民法では債権を譲渡する際のルールが定められており、ファクタリングはこの規定を根拠に、また、条文に則り取引を行うのが原則です。
民法は明治時代に制定された法律ですが、時世に応じて条文の追加・削除等を繰り返し、全文改正まではせず、今日に至っています。

『民法は一般法』
民法は、特別な法律がある場合を除いて適用されるため、多くの契約で用いられます。
特別な法律を“特別法”と言いますが、ビジネスに於いては商法・会社法・手形法・労働基準法がこれに当たり、特別法の規定がある場合は特別法を、特別法の規定が無い場合は民法(一般法)を適用する、といった関係性になります。

『債権譲渡を行う際のルール』
民法には債権譲渡を禁止する条文が無いため、売掛金や未収金と言った「売掛債権」も自由に売買(譲渡)出来ると解されています。
ただし、債権譲渡を債務者(売掛先)の知らないところで行ってしまうと、債務者は一体誰に支払えば良いのか分からなくなってしまいます。
したがって、債務者を保護するため、債権を譲渡した事に対する承諾又は譲渡した事を通知することもあります。

■二重譲渡とは
民法では、債務者を保護するだけでなく、債権の譲受人(債権を買った人)に対する保護についても定めています。
債権譲渡で最も多いトラブルが、債権を複数の人や会社に売ってしまうという所謂「二重譲渡」という手口です。
ファクタリングの例で言えば、債権を有している利用者が、Aファクタリング会社とBファクタリング会社の双方に債権を売却し、買取代金を二重にせしめるといった形です。
この場合、A社とB社のいずれかは既に譲渡されている債権を譲り受けたという事になり、債務者からの支払を受ける事が出来ません。

『どちらが先に譲り受けたのかが争点』
A社とB社、どちらが正当な権利者なのか。
これはズバリ“通知又は承諾”が早い方に軍配が上がり、「承諾であれば承諾書の日付」「通知であれば確定日付の早い方」が正当な権利者となり、債務者に対して権利を主張出来る事になります。

二重譲渡は刑事事件となる可能性

対抗要件でも負けてしまった債権の譲受人は買取代金だけを丸々取られてしまっているので、当然ですが、民事上の債務不履行責任(賠償責任)だけでなく、懲役・罰金等の刑事責任をも問われる可能性があります。

『民事上の責任』
民法では、契約違反や不法行為により、相手方に損害を与えた場合、損害賠償責任や債務不履行責任を問う事が出来ると規定しています。
また、譲渡人が譲受人を害する事を知っていた場合、当該債権譲渡を取り消し、支払った買取金額の返還を請求する事も可能です。

『刑事上の責任』
二重譲渡を行った者に詐欺罪が成立するかどうかですが、刑法第246条1項では「人を欺いて財物を交付させた者は、10年以下の懲役に処する。

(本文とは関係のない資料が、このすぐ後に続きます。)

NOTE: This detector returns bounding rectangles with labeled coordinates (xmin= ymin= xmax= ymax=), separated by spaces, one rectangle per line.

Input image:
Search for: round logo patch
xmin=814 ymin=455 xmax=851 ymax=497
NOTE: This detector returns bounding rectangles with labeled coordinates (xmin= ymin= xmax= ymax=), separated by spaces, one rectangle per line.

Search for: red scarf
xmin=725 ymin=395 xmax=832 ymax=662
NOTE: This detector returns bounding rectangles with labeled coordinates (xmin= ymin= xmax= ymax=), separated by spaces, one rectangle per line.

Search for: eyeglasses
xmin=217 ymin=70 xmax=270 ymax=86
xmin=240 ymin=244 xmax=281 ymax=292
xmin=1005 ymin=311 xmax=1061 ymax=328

」、刑法第246条2項では「(略)財産上不法の利益を得、又は他人にこれを得させた者も同項と同様とする。」とあり、成立する余地は十分に考えられます。

■実際に刑事告訴する事も
ファクタリング会社の一部では、二重譲渡の事実が確認された場合、実際に警察へ刑事告訴するケースがあります。
連絡等も途絶えてしまった場合等は、やむを得ない措置と言えるかもしれません。
債権の二重譲渡は民事事件のみならず刑事事件にまで発生する恐れがありますので、絶対にやめましょう。